25-Recording (2)

23 8 0
                                    

Aku tidak tahu pita suara Haechan terbuat dari apa dan bagaimana, entah dia suka makan kaset atau bagaimana. Benar-benar luar biasa. Beberapa kali aku berdecak kagum dalam hati selama sesi rekamannya. Entah seberapa keras dia berlatih sampai memiliki kemampuan bernyanyi yang begitu kukagumi, atau mungkin para Musai sudah memberkatinya sejak ia lahir.

Kini lelaki itu sudah berdiri di belakangku dan mendengarkan hasil final dari rekaman yang baru saja ia lakukan. Dia mengucapkan terima kasih ketika produser memujinya, namun menyenggol bahu kiriku dengan tangannya dan tertawa pelan begitu aku yang memuji kemampuan vokalnya. Seakan aku hanya membual tentang itu hanya karena tak enak padanya.

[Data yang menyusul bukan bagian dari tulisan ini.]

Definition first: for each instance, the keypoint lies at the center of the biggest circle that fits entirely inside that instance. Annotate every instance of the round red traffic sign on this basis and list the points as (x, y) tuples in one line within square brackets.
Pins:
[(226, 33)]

Kemampuan bernyanyiku tak begitu baik --tapi lebih baik dari Mirae, namun kurasa aku bisa menjadi guru vokal. Dan ketika itu terjadi, aku akan memilih Haechan sebagai murid terbaik. 

Begitu audionya berhenti memutar suara Haechan, suara kaki yang melangkah masuk terdengar dan mengalihkan perhatian kami kecuali Produser Yoon yang sibuk dengan layar monitor di hadapannya. Aku mendapati Mark yang baru saja melakukan tos ala lelaki dengan Haechan, dan Jeno yang langsung duduk di sofa belakang.

"Kim Ah Reum? Ini sudah malam loh." Mark melirik ke arahku. "Cuman anak magang, jangan terlalu bekerja keras. Kasihan tugas kuliahmu menunggu."

Produser Yoon kemudian memutar kursinya, bergabung percakapan bersama kami. "Tadi siang aku menyuruhnya untuk tidak datang malam, tapi ternyata aku butuh dia."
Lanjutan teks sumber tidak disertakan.